I asked people what factors played a role in the ongoing evolution of their goals. Not surprisingly, people talked about changes in the workplace, such as new roles, structural change and shifting priorities. They talked about factors outside the workplace too, and linked changes at home to shifts in mindset that showed up at work. And they talked about their relationships with others, including – but not only – the coach. When external factors changed, they turned to others to make sense of those changes, and from those interactions emerged new intentions.

A systemic perspective

These findings make perfect sense when viewed through a systemic lens. Leadership theory has traditionally been dominated by the idea of the ‘heroic’ leader, an individualistic perspective that fails to acknowledge the function of relationships in the evolution of change. As Ralph Stacey(3) put it:

“Each individual is simultaneously evoking and provoking responses from others, so that … particular … themes emerging for any one of them will depend as much on the others as on the individual concerned. Put like this, it becomes clear that no one individual can be organizing his or her experience in isolation because they are all simultaneously evoking and provoking responses in each other.”

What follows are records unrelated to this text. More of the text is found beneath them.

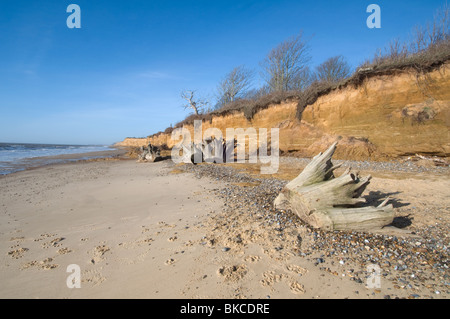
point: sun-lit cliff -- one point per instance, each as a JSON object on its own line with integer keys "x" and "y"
{"x": 385, "y": 116}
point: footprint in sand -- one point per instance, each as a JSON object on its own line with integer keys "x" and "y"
{"x": 170, "y": 261}
{"x": 296, "y": 269}
{"x": 296, "y": 288}
{"x": 53, "y": 243}
{"x": 43, "y": 264}
{"x": 270, "y": 278}
{"x": 252, "y": 259}
{"x": 98, "y": 253}
{"x": 232, "y": 273}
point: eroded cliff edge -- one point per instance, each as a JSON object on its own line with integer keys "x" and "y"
{"x": 384, "y": 116}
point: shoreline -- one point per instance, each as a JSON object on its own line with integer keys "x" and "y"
{"x": 160, "y": 230}
{"x": 42, "y": 161}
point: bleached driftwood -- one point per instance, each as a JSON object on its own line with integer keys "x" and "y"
{"x": 150, "y": 153}
{"x": 328, "y": 202}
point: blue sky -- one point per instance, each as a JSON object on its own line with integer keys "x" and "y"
{"x": 120, "y": 75}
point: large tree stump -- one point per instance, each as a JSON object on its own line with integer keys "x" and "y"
{"x": 333, "y": 203}
{"x": 150, "y": 153}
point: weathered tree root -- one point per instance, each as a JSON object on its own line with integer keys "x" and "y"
{"x": 328, "y": 202}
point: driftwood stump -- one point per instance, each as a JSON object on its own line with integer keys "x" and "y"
{"x": 150, "y": 153}
{"x": 333, "y": 203}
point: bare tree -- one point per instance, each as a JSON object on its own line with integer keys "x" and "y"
{"x": 197, "y": 104}
{"x": 333, "y": 69}
{"x": 234, "y": 85}
{"x": 283, "y": 66}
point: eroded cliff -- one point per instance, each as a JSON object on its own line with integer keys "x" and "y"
{"x": 385, "y": 116}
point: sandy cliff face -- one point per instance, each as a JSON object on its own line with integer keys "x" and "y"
{"x": 385, "y": 116}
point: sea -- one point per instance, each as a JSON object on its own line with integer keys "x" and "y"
{"x": 16, "y": 157}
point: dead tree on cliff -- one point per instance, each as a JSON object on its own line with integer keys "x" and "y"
{"x": 150, "y": 153}
{"x": 286, "y": 65}
{"x": 328, "y": 202}
{"x": 196, "y": 104}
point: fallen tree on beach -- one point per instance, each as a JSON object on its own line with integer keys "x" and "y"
{"x": 150, "y": 153}
{"x": 332, "y": 203}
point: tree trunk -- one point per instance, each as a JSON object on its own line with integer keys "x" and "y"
{"x": 326, "y": 202}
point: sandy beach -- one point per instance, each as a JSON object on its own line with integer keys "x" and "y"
{"x": 160, "y": 230}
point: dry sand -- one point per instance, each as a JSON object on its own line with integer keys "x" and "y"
{"x": 143, "y": 230}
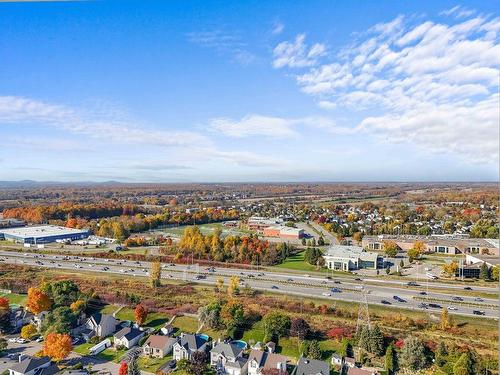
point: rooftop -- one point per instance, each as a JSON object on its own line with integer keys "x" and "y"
{"x": 41, "y": 231}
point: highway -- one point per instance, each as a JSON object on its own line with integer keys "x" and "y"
{"x": 390, "y": 293}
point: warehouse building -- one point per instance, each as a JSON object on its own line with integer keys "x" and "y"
{"x": 284, "y": 232}
{"x": 42, "y": 234}
{"x": 347, "y": 258}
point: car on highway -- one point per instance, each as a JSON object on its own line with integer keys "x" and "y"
{"x": 434, "y": 306}
{"x": 399, "y": 299}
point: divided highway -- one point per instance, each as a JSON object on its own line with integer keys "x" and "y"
{"x": 390, "y": 293}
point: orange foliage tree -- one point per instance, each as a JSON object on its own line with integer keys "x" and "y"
{"x": 37, "y": 301}
{"x": 140, "y": 314}
{"x": 4, "y": 303}
{"x": 123, "y": 369}
{"x": 57, "y": 346}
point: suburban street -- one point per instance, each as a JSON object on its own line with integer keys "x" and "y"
{"x": 390, "y": 293}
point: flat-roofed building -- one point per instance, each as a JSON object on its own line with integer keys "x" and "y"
{"x": 284, "y": 232}
{"x": 347, "y": 258}
{"x": 42, "y": 234}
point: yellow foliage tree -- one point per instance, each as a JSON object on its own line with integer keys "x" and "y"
{"x": 28, "y": 330}
{"x": 37, "y": 301}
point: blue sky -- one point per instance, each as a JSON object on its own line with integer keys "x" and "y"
{"x": 177, "y": 91}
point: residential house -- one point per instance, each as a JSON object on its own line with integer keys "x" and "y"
{"x": 19, "y": 317}
{"x": 360, "y": 371}
{"x": 28, "y": 365}
{"x": 259, "y": 360}
{"x": 306, "y": 366}
{"x": 336, "y": 360}
{"x": 128, "y": 337}
{"x": 188, "y": 344}
{"x": 102, "y": 324}
{"x": 158, "y": 346}
{"x": 228, "y": 359}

In other words, whilst we (at least ‘we’ in the western world) may see ourselves as wholly autonomous beings, managing our own thoughts and making our own decisions, the reality may be different. When Archimedes cried out ‘eureka!’ in his bath, he may have taken all the credit for coming up with volumetric theory. But was it all his doing? Likely the insight emerged from conversations with lots of other ancient Greeks. From this perspective leadership emerges from the interactions between people. So, what implications does this have for the way that we coach?

Sometimes being SMART may be appropriate, but before you push in with your SMART agenda, notice where the coachee’s energy is. Are they as keen as you are to get into the detail at this stage?